I use #3 method for some pretty simple reasons...

#1 leaves considerably less room to adjust images as I may wish, to later change my mind about how to handle an image, or even to experiment with different versions of it. A processed JPEG just has less latitude for adjustment. I'm far less concerned about an image appearing "exactly as my camera saw it" and more concerned about making the finished image appear "as my eyes and mind saw the scene". If I've let the camera "do its thing" and reduce the image to a JPEG, there is much less that I can do with that image later, once I have it displayed on a large, color calibrated, graphic quality computer screen or am attempting to make a finished print from it. And, what if you get it wrong "in camera"? That can happen to anyone. I know it happens to me! Sometimes I simply have no choice but to use auto exposure and auto white balance, due to the action I'm shooting. I may not have time to dial in exposure compensation and can't use fill flash to open up shadows. While it's not impossible, JPEGs would significantly limit how much corrective work I can do on the images later.

#2 is able to emulate #1 ("as shot" setting), but offers more options to change and tweak an image. However, all camera makers' software I've used has been somewhat limited in what it can do.
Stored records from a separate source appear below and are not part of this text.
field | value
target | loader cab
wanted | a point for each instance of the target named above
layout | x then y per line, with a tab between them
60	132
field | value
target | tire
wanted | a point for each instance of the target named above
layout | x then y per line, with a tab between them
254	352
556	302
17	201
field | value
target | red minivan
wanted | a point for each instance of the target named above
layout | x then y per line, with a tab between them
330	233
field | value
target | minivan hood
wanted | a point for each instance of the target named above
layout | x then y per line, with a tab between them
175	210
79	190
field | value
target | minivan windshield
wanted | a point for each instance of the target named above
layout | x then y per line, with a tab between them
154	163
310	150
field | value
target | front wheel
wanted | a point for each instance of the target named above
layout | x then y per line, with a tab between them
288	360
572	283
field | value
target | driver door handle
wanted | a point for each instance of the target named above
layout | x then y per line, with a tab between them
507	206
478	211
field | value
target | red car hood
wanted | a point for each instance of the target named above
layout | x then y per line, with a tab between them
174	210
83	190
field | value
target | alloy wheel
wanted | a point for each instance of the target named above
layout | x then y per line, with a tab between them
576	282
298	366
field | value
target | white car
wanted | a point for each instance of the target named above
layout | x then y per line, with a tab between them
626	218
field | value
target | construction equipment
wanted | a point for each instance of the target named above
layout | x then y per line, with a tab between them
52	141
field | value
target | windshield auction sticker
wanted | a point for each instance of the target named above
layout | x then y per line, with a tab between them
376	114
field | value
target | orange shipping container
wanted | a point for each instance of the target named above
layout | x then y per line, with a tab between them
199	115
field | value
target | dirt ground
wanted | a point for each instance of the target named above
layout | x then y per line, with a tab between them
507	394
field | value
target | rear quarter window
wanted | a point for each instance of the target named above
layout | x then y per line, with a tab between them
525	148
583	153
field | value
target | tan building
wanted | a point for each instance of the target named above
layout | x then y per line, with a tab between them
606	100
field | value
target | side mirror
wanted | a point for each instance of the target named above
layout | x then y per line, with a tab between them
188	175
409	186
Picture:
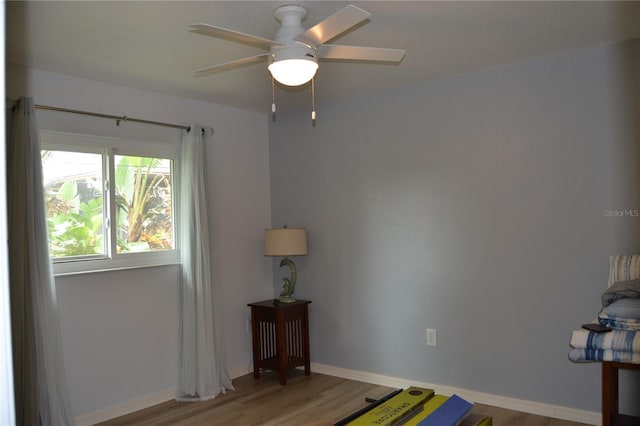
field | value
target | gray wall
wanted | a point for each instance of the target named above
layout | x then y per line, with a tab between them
475	205
120	329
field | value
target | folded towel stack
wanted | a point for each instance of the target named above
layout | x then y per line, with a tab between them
620	312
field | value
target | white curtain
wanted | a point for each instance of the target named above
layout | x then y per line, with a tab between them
203	373
41	394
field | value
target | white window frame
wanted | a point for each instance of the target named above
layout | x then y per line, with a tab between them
109	147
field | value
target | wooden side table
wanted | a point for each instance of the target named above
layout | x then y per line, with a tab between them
610	414
280	333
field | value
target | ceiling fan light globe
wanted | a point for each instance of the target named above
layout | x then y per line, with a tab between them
293	72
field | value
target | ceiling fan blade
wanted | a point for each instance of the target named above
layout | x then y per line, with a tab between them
232	64
333	26
231	35
360	53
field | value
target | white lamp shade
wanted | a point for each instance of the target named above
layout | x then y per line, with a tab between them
293	72
285	242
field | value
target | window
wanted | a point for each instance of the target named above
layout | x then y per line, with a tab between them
109	202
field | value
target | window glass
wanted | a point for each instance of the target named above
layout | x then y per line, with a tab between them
109	202
144	215
74	200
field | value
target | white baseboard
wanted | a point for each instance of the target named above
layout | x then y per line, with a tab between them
558	412
548	410
126	407
141	403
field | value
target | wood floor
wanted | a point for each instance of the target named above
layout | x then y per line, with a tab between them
304	400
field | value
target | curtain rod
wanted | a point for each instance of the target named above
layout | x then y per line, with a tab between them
114	117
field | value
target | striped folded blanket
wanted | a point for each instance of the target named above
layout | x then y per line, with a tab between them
616	340
586	355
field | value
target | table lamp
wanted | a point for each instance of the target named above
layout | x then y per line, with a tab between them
285	242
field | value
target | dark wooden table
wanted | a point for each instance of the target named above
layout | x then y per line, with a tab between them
280	334
610	414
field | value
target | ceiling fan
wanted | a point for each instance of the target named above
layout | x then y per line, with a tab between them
293	54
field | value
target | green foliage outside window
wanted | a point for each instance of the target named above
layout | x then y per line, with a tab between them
75	215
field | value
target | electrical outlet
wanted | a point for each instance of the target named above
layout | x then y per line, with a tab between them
432	337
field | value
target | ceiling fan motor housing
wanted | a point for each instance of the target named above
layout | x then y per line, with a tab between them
291	18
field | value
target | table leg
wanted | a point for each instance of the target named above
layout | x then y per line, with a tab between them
609	393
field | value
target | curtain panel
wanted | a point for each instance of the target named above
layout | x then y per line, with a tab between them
202	372
41	395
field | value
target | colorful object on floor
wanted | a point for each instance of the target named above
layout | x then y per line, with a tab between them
450	413
416	407
394	410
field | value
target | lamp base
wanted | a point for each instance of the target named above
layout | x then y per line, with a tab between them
286	299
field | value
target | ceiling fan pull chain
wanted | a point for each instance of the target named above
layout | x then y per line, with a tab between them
313	101
273	99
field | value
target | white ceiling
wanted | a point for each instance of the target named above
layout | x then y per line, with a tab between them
147	44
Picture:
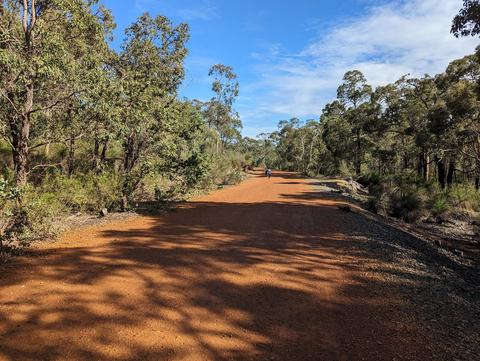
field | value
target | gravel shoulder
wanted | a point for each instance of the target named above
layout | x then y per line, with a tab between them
267	270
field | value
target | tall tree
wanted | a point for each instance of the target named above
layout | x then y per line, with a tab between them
150	69
467	21
355	94
43	47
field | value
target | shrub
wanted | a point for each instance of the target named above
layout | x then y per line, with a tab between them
407	204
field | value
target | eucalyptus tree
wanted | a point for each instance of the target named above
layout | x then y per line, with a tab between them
467	21
219	111
47	49
150	69
355	95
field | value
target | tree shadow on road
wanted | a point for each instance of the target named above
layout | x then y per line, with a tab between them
213	281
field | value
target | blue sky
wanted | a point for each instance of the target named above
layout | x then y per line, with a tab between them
290	55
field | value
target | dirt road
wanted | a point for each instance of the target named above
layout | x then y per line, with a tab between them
267	270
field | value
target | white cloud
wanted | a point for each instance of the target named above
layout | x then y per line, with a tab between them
203	10
410	36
With this software most adjustments are global and I often want to do selective adjustments, to handle different parts of an image separately. For example, I may need to reduce noise in the shadows, but it's not a problem in other parts of the image where I'm more concerned about maintaining fine detail that noise reduction might negatively affect. Another thing I often do is sharpen only select portions of an image, or apply sharpening techniques more or less strongly to different areas. I also have three or four different methods of sharpening with my third party post-processing software, where the camera maker's software only offers one. But perhaps the most frequent thing I see is where various parts of an image need different white balance adjustments, such as an image that has a mix of shade and sunlight. No camera maker's software that I've ever used has been able to apply a particular color correction formula to one part of an image and a different formula to another area of that image.

When I first started working with RAW files I wasn't particularly good at it and post-processing software wasn't as capable as it is today. I shot RAW + JPEG a lot back then, because that way I could compare what the camera produced against what I was able to produce. In fact, I upgraded cameras to be able to do this. The first DSLRs I used could shoot RAW or JPEG, but not RAW + JPEG. (I had already been using Photoshop for ten year before I started pretty exclusively shooting digital. But it took time to learn to work with RAW. Once my post-processed RAW files images were consistently "better" than the JPEGs, I switched to mostly only shooting RAW. Besides, if I want I can always open the file in the camera maker's software and click on "as shot" and get exactly the same thing as an in-camera JPEG.

Please understand that in this case "better" is my own, subjective judgment call. That is as it should be. They are my images and I want to render them as I saw things in my "mind's eye".

It would be different if I were acting as a photojournalist or a technical/legal photographer, both of which I've done some work in at times. There "straight out of camera" and un-manipulated images can be important. In fact, for some jobs I've had verification software in my cameras that would lock out or at least flag any post-processing changes to images. These are examples of what you asked about... Situations where you should shoot JPEG instead of RAW with post-processing of any kind.

I also occasionally shoot JPEGs (actually RAW + JPEG, in order to have both) when there are short deadlines or large preview images are necessary. Maybe there isn't time for post-processing, such as when a sports photographer is shooting for a publication. Another time might be if working with a client who wants to see the image enlarged in order to give input on how it should be post-processed, where smaller thumbnails or previews just aren't sufficient.